Es wird neunmal gewandert

Im schmucken Kurpark des Vorharzortes Ilfeld wurde heute auf einen ganz besonderen Tag eigestimmt, wozu eine Menge Honoratioren angereist waren. Auf neun Wanderungen wollen die Ilfelder ihren Gästen die Schönheiten eines grünen Südharzes zeigen …

Petra Gerlach, Christine Lieberknecht, Andreas Schmidt, Birgit Pommer, Stefan Nüßle und Stephan Klante freuen sich auf den 31. Thüringer Wandertag in Ilfeld (Foto: oas) Petra Gerlach, Christine Lieberknecht, Andreas Schmidt, Birgit Pommer, Stefan Nüßle und Stephan Klante freuen sich auf den 31. Thüringer Wandertag in Ilfeld (Foto: oas)

Christine Lieberknecht, Präsidentin des Verbandes Deutscher Gebirgs- und Wandervereine und ehemalige Ministerpräsidentin des Freistaates war ebenso angereist wie Landtagspräsidentin Birgit Pommer, die als Schirmherrin des 31. Thüringer Wandertages am Sonntag, dem 17. September in Ilfeld fungieren wird. Stephan Klante, Bürgermeister der Gemeinde Harztor sowie Petra Gerlach, Ortschaftsbürgermeisterin von Ilfeld und Andreas Schmidt, Vorsitzender Harzklubzweigverein (HKZV) Ilfeld-Wiegersdorf standen ebenfalls bereit, die Fragen der Journalisten zu beantworten.

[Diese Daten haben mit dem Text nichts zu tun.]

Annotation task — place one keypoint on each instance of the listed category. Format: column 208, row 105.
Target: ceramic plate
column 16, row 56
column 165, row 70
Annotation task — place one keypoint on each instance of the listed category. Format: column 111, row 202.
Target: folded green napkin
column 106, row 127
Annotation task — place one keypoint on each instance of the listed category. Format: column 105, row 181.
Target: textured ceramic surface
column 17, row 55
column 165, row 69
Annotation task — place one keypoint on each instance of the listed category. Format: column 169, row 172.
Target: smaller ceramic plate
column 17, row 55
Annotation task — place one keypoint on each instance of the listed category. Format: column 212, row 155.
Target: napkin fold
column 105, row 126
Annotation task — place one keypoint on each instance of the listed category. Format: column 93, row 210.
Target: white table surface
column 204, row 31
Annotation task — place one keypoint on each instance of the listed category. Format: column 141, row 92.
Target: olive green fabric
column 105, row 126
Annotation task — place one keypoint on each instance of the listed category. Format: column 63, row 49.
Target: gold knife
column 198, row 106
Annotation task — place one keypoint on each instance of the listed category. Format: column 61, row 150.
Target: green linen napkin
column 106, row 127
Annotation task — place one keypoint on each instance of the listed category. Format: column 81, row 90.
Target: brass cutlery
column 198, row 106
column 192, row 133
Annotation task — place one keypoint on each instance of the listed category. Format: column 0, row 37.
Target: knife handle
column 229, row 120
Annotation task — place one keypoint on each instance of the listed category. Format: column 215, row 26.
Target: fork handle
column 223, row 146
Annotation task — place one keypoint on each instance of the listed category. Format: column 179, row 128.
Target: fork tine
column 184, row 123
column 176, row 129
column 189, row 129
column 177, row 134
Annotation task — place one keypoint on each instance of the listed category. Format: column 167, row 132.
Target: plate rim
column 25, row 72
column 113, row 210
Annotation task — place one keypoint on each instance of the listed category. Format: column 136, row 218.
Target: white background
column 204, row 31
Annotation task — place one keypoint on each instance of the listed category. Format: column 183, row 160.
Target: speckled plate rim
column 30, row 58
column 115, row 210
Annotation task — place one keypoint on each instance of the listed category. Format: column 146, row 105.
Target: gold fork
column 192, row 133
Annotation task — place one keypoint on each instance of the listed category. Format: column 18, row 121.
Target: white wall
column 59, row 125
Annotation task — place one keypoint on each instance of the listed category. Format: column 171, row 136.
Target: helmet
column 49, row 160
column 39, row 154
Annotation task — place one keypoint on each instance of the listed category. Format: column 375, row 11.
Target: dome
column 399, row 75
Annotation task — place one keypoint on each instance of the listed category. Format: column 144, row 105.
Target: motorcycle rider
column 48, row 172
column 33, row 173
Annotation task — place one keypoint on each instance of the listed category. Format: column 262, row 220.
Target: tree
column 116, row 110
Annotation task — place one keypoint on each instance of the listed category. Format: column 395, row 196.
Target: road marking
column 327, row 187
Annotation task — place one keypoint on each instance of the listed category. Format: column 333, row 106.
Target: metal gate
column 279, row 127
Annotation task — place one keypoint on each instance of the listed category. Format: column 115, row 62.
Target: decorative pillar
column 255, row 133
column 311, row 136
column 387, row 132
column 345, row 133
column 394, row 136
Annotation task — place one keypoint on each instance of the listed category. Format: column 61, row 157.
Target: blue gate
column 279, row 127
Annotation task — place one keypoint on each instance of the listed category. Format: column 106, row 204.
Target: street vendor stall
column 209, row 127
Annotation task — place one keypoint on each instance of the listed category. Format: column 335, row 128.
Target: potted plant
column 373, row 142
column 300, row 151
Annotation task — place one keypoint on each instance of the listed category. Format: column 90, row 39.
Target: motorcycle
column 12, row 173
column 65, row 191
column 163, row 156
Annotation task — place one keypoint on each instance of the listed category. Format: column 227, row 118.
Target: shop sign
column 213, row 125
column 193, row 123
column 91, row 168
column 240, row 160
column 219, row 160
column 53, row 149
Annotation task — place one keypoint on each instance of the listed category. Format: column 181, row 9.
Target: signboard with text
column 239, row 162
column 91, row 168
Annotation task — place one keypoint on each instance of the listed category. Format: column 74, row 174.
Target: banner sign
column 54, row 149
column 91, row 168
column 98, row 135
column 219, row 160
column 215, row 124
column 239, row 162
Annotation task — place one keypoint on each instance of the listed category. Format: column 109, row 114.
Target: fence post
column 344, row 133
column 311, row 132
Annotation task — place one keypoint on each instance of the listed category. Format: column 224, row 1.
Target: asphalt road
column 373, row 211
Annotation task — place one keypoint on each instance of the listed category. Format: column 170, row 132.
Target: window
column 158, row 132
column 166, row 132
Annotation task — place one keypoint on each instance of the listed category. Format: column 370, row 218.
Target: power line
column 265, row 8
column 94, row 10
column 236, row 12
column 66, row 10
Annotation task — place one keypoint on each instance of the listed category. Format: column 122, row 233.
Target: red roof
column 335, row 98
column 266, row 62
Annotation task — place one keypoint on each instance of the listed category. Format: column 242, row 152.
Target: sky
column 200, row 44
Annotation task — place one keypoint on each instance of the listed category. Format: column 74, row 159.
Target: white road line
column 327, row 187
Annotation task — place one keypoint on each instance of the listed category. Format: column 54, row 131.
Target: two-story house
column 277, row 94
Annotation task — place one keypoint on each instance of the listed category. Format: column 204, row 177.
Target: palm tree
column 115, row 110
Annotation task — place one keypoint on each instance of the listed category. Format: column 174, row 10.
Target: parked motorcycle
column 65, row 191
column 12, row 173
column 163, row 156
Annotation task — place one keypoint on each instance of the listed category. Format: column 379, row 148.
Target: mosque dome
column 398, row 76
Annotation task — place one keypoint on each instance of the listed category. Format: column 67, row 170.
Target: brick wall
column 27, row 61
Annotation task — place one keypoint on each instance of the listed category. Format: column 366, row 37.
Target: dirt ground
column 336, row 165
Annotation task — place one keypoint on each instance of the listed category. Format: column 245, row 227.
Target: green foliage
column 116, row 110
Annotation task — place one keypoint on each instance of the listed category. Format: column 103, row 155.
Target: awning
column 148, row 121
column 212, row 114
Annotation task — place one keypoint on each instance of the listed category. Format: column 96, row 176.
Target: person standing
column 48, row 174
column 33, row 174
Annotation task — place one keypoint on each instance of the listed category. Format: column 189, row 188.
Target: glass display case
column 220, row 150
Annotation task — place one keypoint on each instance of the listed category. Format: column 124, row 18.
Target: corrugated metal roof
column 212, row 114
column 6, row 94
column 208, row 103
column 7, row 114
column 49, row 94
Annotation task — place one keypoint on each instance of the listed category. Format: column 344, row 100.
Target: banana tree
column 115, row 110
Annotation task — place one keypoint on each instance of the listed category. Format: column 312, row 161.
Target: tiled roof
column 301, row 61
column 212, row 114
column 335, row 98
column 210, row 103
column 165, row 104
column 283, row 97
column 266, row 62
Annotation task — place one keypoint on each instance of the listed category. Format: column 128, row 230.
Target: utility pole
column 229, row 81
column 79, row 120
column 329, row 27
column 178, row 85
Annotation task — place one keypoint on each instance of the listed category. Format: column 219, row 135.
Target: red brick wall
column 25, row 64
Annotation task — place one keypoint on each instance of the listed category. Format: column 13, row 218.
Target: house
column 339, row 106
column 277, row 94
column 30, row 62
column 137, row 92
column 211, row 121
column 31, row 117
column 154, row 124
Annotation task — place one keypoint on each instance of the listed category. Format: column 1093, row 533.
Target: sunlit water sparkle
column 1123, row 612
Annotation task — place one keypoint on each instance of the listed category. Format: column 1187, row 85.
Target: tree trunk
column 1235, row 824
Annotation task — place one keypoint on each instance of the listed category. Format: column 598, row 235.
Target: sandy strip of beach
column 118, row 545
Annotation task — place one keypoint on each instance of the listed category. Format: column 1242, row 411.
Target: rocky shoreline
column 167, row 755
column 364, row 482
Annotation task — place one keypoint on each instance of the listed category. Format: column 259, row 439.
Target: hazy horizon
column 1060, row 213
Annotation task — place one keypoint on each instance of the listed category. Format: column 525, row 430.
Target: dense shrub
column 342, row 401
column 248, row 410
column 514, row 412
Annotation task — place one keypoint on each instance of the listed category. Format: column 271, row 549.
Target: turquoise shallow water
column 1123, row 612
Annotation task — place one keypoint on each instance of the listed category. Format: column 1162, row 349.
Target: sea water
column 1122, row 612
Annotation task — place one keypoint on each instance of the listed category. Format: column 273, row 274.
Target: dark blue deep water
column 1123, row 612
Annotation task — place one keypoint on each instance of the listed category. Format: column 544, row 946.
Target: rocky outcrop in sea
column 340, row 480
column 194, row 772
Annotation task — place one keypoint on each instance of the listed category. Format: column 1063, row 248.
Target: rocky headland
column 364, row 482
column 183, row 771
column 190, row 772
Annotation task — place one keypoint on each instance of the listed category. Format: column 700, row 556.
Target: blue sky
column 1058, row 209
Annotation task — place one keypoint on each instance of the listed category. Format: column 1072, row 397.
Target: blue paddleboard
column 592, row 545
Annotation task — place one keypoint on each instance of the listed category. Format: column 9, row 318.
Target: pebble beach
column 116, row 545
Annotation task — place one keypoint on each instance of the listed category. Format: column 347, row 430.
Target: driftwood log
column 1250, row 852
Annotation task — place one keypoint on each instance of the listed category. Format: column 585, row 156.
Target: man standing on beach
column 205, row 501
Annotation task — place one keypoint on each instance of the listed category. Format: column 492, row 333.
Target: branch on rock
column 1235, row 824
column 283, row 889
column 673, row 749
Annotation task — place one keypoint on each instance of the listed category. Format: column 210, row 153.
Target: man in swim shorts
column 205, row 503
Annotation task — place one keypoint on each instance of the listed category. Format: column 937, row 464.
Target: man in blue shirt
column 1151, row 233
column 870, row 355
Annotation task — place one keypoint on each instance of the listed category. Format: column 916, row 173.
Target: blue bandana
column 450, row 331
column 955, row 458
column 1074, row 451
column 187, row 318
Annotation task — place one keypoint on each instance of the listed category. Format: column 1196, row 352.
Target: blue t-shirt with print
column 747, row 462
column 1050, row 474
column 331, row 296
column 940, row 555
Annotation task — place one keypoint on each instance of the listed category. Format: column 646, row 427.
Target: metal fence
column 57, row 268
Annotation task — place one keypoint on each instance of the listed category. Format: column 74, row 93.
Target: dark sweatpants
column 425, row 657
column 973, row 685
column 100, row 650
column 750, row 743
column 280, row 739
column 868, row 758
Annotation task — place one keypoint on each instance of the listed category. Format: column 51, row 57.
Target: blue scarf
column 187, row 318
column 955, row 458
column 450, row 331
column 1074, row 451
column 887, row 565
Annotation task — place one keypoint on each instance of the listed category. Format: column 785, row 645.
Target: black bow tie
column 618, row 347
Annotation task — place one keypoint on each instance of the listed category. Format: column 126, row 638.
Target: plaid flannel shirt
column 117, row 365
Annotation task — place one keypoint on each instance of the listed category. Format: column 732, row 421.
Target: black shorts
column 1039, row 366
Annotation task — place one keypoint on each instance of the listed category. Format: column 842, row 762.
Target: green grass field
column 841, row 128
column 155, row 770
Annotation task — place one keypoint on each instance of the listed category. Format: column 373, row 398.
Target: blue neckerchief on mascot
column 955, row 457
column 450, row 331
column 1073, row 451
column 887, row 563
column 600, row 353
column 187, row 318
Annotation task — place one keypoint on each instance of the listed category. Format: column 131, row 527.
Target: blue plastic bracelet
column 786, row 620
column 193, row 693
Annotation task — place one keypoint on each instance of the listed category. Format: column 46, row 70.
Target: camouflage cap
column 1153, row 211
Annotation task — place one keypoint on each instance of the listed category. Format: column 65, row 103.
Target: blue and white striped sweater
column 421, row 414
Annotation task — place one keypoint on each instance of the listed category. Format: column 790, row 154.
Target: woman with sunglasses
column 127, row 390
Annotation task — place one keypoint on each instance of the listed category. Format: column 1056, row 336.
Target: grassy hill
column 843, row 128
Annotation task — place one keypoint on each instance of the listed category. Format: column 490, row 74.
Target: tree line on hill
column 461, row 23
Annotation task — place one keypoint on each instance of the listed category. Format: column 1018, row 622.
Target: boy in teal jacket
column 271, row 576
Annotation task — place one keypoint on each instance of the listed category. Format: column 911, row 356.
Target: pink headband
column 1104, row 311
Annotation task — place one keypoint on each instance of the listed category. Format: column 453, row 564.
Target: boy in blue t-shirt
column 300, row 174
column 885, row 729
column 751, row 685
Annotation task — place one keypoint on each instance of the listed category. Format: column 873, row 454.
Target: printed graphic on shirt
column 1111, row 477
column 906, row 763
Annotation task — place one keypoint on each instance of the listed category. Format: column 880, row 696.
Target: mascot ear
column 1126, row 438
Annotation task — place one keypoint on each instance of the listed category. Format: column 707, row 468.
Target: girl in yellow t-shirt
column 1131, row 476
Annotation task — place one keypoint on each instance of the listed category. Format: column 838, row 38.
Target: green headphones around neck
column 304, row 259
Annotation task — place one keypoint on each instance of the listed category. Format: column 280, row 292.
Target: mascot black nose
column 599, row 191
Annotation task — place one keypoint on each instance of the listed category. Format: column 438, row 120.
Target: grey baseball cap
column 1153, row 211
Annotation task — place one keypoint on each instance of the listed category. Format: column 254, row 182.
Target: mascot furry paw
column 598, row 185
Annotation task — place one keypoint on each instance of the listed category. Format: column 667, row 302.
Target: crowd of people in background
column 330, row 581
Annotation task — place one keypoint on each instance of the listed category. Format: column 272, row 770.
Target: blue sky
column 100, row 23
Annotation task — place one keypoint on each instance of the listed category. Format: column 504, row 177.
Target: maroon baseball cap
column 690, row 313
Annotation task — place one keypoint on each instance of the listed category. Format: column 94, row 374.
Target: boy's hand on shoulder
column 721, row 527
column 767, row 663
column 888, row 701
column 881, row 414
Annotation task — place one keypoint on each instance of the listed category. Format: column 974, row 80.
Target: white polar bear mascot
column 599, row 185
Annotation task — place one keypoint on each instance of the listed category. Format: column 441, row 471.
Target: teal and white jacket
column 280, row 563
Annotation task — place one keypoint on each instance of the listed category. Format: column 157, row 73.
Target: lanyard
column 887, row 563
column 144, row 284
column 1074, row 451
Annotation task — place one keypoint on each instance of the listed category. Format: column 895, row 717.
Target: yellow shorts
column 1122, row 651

Sie freue sich, dass der Wandertag ein zweites Mal im Südharz abgehalten werde, betonte Christine Lieberknecht und sie hoffe, dass damit ein Zeichen für die Region gesetzt werden könne. Wandern wäre im Trend, sagte sie und fügte scherzend an, dass es ja eine klimaneutrale Fortbewegungsart sei. Auch erhofft sie einen touristischen Effekt für die Region.
„Wandern schafft Gemeinschaft und ein Bewusstsein für die natürlichen Lebensgrundlagen. Der 31. Wandertag lädt zum Kennenlernen des Südharzes, seiner Naturschutzprojekte und der ehrenamtlichen Arbeit der Wandervereine ein“, sagte Landtagspräsidentin Birgit Pommer im Anschluss. „Thüringen bietet mit seinen Wäldern, Gewässern, Städten, Dörfern und geschützten Naturgebieten für Einheimische und Gäste abwechslungsreiche Naherholungsmöglichkeiten. Der Schutz der natürlichen Ressourcen ist als Aufgabe des Landes und seiner Bewohnerinnen und Bewohner in der Verfassung festgeschrieben. Im Jubiläumsjahr der Landesverfassung ist es mir eine Ehre, Schirmfrau des Thüringer Wandertags in Ilfeld zu sein.“

Achttausend Wanderfreunde in Thüringer Vereinen sei eine stattliche Zahl, fand die Politikerin und dankte allen Vorbereiten und Organisatoren vor Ort, die viel Zeit und Kraft investiert hätten.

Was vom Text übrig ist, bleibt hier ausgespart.